Search Engines and Benchmark Subjectivity

SEARCHING of the Web is no exact science. If it was, its exhaustive exploration would be infeasible. The more formidable search engines amass information from million of Web sites, each containing huge lumps of information — both textual and media. That information, in turn, could be interpreted and/or indexed in a variety of different forms. Rarely is the content truly understood, which is my personal motivating for knowledge engines.

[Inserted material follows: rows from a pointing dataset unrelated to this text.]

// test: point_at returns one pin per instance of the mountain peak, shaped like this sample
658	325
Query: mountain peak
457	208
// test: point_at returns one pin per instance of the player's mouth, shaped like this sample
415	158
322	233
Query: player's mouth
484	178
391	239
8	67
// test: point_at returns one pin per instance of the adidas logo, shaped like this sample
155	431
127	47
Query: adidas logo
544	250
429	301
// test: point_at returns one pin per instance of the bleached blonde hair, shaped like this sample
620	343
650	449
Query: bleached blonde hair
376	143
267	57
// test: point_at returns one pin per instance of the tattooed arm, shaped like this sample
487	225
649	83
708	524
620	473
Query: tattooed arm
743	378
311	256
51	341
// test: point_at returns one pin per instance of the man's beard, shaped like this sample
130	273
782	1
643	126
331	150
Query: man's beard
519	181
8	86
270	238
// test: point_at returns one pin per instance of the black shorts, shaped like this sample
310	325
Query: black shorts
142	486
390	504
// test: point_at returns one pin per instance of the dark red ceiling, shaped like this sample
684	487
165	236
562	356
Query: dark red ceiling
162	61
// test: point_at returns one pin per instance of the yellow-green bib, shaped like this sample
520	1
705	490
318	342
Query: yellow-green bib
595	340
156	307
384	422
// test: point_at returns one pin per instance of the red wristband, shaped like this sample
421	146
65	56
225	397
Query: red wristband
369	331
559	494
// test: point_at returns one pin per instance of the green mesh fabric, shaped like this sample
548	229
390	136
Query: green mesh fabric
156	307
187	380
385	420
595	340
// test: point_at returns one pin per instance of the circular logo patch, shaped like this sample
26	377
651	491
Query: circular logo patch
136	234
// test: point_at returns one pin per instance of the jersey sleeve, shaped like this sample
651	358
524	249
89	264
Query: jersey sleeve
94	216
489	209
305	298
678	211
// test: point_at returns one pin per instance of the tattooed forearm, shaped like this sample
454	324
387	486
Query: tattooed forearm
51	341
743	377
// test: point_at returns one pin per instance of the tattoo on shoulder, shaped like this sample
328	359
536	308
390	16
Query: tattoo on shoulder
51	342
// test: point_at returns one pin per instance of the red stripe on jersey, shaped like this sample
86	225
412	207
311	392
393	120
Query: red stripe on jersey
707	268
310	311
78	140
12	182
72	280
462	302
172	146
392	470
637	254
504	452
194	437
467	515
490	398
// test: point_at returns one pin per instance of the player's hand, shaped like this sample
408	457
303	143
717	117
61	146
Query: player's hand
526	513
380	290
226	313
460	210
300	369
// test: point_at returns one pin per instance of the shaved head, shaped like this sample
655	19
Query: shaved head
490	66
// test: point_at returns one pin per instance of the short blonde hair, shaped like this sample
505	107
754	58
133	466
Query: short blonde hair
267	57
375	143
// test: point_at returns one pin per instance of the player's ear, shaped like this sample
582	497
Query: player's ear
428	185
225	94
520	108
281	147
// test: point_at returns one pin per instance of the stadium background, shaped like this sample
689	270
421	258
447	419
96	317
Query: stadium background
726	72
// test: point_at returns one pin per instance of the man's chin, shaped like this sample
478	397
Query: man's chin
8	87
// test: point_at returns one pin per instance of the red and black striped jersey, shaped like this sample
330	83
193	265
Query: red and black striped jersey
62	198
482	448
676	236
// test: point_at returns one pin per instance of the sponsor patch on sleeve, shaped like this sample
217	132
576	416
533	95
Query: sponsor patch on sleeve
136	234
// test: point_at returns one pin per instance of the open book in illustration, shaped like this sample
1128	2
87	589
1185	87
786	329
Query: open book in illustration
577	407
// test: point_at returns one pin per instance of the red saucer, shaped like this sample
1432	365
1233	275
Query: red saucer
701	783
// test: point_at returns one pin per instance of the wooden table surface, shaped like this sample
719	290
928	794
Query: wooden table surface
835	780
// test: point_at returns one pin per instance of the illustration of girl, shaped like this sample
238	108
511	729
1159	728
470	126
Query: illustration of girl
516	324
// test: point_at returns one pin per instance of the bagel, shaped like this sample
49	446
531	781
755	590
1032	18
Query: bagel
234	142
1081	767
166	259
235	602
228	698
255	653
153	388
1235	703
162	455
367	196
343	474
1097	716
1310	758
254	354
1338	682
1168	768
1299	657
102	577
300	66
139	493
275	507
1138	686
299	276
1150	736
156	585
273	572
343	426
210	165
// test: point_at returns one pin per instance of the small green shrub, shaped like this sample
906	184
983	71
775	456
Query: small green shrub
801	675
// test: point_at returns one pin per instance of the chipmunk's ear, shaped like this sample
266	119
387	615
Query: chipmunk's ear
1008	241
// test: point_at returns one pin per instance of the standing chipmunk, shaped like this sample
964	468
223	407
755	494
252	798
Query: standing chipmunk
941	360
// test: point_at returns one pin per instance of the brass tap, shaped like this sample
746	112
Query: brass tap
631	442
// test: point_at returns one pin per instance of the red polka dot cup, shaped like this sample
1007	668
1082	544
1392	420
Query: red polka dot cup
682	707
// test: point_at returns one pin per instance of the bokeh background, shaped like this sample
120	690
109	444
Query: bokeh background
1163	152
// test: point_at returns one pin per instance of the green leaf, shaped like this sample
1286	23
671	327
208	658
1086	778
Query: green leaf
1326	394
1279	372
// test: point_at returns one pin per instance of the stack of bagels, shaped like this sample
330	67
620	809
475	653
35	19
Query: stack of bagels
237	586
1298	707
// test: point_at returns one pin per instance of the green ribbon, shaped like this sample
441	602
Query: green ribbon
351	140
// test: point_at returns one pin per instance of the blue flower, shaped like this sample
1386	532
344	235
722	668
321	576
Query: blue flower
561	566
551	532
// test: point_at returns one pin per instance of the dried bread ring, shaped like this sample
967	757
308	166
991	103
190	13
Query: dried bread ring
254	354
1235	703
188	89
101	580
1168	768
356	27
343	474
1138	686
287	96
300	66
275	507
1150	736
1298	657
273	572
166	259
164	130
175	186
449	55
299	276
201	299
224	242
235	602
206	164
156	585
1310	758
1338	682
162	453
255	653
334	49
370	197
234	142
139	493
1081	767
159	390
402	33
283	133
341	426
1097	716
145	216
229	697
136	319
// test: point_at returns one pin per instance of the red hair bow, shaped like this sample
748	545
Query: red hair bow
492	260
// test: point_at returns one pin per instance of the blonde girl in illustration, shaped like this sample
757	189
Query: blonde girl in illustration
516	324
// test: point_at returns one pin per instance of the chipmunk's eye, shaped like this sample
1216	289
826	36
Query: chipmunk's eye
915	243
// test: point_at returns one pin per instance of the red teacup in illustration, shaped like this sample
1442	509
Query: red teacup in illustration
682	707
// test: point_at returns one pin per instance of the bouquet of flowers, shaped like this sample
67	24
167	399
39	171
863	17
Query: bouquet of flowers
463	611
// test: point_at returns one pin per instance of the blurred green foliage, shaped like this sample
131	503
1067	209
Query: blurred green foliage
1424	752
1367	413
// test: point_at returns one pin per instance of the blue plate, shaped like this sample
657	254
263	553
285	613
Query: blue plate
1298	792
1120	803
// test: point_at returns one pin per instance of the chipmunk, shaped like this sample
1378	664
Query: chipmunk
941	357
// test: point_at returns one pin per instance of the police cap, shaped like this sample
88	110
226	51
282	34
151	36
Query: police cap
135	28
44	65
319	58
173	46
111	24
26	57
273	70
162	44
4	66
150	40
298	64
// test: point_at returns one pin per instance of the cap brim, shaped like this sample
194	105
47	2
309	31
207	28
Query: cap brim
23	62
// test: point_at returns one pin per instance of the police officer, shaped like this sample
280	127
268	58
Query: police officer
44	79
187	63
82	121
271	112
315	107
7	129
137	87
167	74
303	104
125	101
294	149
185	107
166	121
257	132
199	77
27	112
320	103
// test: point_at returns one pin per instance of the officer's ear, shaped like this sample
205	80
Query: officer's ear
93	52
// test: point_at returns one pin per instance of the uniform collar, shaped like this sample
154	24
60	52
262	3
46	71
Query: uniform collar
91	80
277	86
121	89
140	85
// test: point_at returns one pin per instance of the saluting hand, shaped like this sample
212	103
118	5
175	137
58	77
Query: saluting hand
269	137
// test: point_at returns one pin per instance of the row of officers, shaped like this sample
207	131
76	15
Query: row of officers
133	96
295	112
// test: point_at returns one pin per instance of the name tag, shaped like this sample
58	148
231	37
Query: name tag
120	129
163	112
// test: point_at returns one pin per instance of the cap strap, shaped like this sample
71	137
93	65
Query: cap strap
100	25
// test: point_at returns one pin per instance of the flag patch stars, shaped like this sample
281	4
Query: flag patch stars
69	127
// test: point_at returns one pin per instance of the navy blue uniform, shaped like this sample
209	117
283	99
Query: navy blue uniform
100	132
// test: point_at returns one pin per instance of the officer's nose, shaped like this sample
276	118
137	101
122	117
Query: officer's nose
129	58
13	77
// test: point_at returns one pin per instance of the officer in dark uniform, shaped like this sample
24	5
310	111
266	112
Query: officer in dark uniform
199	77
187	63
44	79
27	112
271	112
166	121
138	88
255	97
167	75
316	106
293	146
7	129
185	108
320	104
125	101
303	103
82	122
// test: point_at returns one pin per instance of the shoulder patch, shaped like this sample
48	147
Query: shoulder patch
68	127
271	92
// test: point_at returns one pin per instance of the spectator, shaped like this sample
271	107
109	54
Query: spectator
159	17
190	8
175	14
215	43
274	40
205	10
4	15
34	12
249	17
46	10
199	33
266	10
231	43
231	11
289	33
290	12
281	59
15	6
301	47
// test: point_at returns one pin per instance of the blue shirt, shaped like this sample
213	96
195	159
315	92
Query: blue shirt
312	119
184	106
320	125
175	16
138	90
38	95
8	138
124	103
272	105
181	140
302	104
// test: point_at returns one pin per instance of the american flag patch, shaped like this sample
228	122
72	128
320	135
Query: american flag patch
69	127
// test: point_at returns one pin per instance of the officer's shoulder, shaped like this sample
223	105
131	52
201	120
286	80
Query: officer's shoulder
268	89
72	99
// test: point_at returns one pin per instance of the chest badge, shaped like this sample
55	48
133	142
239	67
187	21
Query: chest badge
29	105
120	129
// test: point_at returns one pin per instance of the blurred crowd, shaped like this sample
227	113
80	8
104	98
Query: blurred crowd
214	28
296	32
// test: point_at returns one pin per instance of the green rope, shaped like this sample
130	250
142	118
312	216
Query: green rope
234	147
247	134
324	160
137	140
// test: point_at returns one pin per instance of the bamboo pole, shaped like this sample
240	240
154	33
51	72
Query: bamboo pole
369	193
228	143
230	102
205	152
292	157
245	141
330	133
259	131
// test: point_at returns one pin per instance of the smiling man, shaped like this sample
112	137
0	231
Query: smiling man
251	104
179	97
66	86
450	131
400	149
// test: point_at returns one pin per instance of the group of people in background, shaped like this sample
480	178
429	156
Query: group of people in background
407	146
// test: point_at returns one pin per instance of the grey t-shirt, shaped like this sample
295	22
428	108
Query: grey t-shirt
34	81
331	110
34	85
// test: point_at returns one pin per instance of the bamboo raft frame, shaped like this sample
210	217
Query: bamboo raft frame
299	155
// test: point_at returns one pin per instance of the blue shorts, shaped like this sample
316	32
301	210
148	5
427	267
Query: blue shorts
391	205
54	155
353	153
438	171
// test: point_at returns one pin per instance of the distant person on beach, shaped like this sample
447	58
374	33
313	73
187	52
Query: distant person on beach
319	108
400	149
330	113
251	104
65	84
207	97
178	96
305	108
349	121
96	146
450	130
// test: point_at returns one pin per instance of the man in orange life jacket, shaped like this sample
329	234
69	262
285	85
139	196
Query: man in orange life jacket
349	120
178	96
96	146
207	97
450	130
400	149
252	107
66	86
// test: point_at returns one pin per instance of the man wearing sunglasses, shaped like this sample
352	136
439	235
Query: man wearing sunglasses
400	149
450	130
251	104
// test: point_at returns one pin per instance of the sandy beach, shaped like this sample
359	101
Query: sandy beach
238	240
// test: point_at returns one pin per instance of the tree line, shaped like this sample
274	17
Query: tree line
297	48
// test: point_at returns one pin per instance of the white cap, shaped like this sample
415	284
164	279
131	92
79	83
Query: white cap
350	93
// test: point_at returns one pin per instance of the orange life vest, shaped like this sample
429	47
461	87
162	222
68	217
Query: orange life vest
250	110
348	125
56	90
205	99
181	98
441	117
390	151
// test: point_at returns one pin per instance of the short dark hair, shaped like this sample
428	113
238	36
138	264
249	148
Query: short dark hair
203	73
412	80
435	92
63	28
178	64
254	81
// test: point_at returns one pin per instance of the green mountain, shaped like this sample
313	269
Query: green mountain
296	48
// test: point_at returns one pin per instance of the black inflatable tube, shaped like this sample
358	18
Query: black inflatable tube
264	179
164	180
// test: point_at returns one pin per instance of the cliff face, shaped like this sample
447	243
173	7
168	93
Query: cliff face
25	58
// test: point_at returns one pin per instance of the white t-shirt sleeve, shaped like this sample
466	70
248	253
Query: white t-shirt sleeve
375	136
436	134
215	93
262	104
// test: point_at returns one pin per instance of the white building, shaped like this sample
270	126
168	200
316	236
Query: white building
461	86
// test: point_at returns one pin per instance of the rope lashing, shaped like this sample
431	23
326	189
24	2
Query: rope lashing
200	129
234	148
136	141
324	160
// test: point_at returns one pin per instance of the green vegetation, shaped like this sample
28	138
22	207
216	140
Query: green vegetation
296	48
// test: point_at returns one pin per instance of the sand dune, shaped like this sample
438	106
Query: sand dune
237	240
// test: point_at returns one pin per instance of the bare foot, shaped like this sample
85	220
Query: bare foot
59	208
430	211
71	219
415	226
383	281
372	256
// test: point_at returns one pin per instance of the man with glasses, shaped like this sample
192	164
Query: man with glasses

Mathematics and physics could be argued to be inexact sciences as well, at least when a variety of man-made, non-fundamental fields are introduced. Think of computer science, for example. Its fundamentals assimilate to this complex problem, which is searching the World Wide Web. It is associated with ad-hoc solutions. Computational theories which relate to Turing machines are not tractable enough to make a most correct and efficient algorithm ever crop up and stand out.

Don Knuth has written his popular series of books on the issues of correctness and efficiency in common algorithms. It proves an elegant reference to many computer science practitioners. Problems which are simple, such as element or number sorting, are still handled differently by different algorithms and their efficiency is dependent upon the architecture involved, the scale of the problem, and its nature. Search algorithms likewise, which is why they should be engineered differently depending on a number of key factors. Hence, judgement of the quality of search engines cannot be done objectively, but only ever be estimated using test cases and artificial scoring schemes.

Search buttonStill, everyone wants to discover the perfect recipe to outperforming Google. Others try to reverse-engineer their algorithms and cheat (fame and riches owing to ‘Google juice‘ that is channelled to one’s site/s). Many of us continue favour and recommend Google, which brings the largest number of referrals to most sites in existence. There is a danger here though. Large search engines are the main target for deceit and they are easily confused by spam inasmuch as they are inclined to pick up rare and valuable content.

Quality of search is probably in the mind of the searcher and the result of hearsay — somewhat of a ‘cattle effect’. Even engines that spit out cruft might be defended unconditionally by their innocent users. This may lead the competition to forfeiting the battle and invest fewer resources (e.g. datacentres) in the attempt to catch up. Phrases like “Google it” do not help either as they promote a search monoculture at best.